Gli disse Filippo: «Signore, mostraci il Padre e ci basta».
Gli rispose Gesù: «Da tanto tempo sono con voi e tu non mi hai conosciuto, Filippo?
Chi ha visto me, ha visto il Padre.
Come puoi tu dire: “Mostraci il Padre”?
Non credi che io sono nel Padre e il Padre è in me?
Le parole che io vi dico, non le dico da me stesso; ma il Padre, che rimane in me, compie le sue opere.
Credete a me: io sono nel Padre e il Padre è in me. Se non altro, credetelo per le opere stesse.
In verità, in verità io vi dico: chi crede in me, anch’egli compirà le opere che io compio e ne compirà di più grandi di queste, perché io vado al Padre».
Commento a cura di Roberto Ghiani
L’uomo desidera tornare a casa.
L’uomo desidera potersi finalmente riposare, vivere protetto in un ambiente sicuro, dimorare al tepore degli affetti familiari, nell’intimità di relazioni significative.
Viaggiare e camminare sono condizioni di provvisorietà e, sovente, di precarietà.
Dopo un lungo e faticoso viaggio spesso si dice: «Finalmente a casa»!
L’Ultima Cena è l’occasione per Gesù non solo di fare quel gesto d’amore profetico e simbolico che è la lavanda dei piedi, ma anche per rivolgere ai discepoli costernati per l’imminente «partenza» del Maestro parole di conforto.
Gesù se ne va per allestire una dimora per i suoi discepoli: la sua partenza – e quindi la sua assenza – è necessaria per preparare una possibilità di perenne comunione con Dio, un «luogo» intimo e familiare dove poter vivere stabilmente nell’amicizia con la Trinità e poter, finalmente, «riposare».
Nel tempo del nostro pellegrinaggio sulla terra, questo «luogo» – che in fondo è la nostra esistenza terrena nella Chiesa con Cristo – sarà sempre zona di passaggio.

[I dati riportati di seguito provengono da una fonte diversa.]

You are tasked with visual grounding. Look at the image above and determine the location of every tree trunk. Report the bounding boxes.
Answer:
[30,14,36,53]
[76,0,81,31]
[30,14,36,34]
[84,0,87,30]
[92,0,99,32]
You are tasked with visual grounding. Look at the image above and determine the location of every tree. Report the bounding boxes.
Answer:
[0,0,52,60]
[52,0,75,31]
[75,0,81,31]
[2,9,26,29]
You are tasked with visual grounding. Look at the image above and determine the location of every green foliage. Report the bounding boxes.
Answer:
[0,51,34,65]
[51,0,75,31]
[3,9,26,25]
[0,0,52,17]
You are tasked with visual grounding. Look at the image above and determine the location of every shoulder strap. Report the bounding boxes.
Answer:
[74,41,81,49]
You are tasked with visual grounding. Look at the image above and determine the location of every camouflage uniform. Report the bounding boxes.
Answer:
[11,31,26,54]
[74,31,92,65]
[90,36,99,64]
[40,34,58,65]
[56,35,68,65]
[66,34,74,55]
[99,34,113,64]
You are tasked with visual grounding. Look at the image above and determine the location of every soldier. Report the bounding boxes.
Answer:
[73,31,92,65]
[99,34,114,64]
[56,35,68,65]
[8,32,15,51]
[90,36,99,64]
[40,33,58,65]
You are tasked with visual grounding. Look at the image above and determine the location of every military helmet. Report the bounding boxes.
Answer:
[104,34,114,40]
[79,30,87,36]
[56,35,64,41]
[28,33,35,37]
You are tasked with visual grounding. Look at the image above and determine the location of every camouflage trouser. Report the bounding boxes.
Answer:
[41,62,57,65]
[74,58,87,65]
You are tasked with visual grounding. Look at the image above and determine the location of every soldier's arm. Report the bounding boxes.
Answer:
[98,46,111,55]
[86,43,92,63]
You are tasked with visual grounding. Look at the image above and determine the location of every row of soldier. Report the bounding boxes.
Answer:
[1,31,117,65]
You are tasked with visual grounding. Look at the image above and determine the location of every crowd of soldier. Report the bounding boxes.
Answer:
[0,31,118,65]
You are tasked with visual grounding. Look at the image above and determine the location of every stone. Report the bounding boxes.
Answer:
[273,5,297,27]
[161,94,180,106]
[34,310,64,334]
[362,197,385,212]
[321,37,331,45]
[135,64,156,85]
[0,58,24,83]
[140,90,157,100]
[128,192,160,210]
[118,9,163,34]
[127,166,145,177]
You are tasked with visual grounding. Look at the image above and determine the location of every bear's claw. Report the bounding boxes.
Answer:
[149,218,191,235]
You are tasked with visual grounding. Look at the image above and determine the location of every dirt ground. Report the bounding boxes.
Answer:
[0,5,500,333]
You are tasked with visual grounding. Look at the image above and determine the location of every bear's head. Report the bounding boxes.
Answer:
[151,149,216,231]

Gesù è venuto a farci conoscere il Padre: «Dio, nessuno lo ha mai visto: il Figlio unigenito, che è Dio ed è nel seno del Padre, è lui che lo ha rivelato.» (Gv 1,18).
Ma nella storia, questa immagine del Padre che risplende nel Figlio è sempre un po’ sfocata: «Adesso noi vediamo in modo confuso, come in uno specchio; allora invece vedremo faccia a faccia. Adesso conosco in modo imperfetto, ma allora conoscerò perfettamente, come anch’io sono conosciuto» (1Cor 13,12).
Il tempo del nostro pellegrinaggio terreno ci è dato per scrutare sempre meglio e conoscere sempre di più, finché non vedremo Dio «faccia a faccia».
L’uomo vuole tornare a casa, ma ora deve camminare. Se dunque ora non vediamo bene la meta, ma vediamo e salutiamo solo di lontano i beni promessi come fecero i nostri padri nella fede (cf. Eb 11,13), dobbiamo però conoscere bene la strada.
E la strada è proprio lui, il Risorto. Gesù non è solo la «porta» (delle pecore), come udivamo domenica scorsa, ma anche la “via” che conduce alla verità e alla vita.
Secondo sant’Agostino, Gesù «rimanendo presso il Padre, era verità e vita; rivestendosi della nostra carne, è diventato la via» (dai «Trattati su Giovanni» 34, 8-9).
Ecco il mezzo sicuro e infallibile per incontrare il Padre e stare con lui: la «carne» di Gesù, la sua storia in mezzo agli uomini, la sua esistenza divina fatta di gioie, dolori, sofferenze, amore concreto.
E questa sua presenza si manifesta nella comunità anche attraverso le opere.
Chi crede in Gesù, dice il Vangelo odierno, farà opere «più grandi» di quelle che ha fatto lui: la resurrezione e l’invio dello Spirito hanno impresso nella storia un dinamismo nuovo, una energia divina che realizzerà opere prodigiose con mezzi inadeguati.
L’esperienza dei santi né da eloquente testimonianza.